One way to incentivize the fairness of the contract in these situation may be to create a shared asset owned by all of the parties, such as a mutually owned cold truck or even branding. Another way to make them contextual might be to have an external party monitoring the agreement. Maybe this is where farmers market leaders can grow their influence?
And of course, markets managing transactions through card technology has led to lopsided contracts with processors. Markets scramble to understand these complex agreements which exist over different eras of management and open markets to many new layers of liability. Another issue is that the energy that markets must reserve for reaching and encouraging benefit program shoppers is often wasted by the lack of good information about the client lists from local or federal government authorities.

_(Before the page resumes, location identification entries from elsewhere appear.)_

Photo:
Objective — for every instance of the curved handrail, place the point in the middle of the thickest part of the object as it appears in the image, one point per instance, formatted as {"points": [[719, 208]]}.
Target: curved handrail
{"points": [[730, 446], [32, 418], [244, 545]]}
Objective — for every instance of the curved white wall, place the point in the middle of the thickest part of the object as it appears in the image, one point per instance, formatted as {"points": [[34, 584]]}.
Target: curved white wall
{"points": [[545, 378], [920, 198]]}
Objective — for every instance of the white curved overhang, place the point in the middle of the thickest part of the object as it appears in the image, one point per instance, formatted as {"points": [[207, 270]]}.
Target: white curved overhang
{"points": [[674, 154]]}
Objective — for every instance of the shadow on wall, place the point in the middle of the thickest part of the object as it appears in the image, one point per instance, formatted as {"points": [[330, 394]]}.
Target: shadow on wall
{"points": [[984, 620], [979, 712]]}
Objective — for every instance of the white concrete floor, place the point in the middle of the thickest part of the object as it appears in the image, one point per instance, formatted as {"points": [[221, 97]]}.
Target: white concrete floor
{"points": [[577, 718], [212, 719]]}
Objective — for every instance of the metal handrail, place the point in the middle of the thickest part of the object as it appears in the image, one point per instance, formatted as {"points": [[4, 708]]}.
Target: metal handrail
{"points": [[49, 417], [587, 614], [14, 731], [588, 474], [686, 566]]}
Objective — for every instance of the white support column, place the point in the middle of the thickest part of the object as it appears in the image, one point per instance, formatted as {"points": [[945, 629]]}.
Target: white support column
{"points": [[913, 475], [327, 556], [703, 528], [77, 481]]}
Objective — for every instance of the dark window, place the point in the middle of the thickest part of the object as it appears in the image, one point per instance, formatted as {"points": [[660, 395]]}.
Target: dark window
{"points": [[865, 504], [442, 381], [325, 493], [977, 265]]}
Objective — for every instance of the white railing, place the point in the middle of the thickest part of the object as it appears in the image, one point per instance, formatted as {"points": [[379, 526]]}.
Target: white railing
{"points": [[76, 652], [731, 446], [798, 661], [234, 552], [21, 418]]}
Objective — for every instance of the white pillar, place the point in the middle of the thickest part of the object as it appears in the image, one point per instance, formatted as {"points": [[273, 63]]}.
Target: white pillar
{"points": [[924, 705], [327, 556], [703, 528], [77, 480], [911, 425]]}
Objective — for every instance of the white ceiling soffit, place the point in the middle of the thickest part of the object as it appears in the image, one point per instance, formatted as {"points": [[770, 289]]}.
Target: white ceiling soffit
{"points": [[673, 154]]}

Too many markets I talk to have no idea how and where to reach these shoppers in their area and when you take in the short time that the majority of these shoppers remain on these programs at any one time (also not shared by most government entities), successful outreach becomes even more unlikely. The market vendor in this situation is also underrepresented in a fair contract, as most markets – or the processors working directly with farmers – use boilerplate agreements about card processing with their vendors.
So, one can see from just these few examples that center around direct marketing and intermediate farmers how many contract issues arise. So maybe before the alternative food system becomes another one of Maggie’s farms, let’s spend some time on increasing transparency and incentives for everyone’s benefit.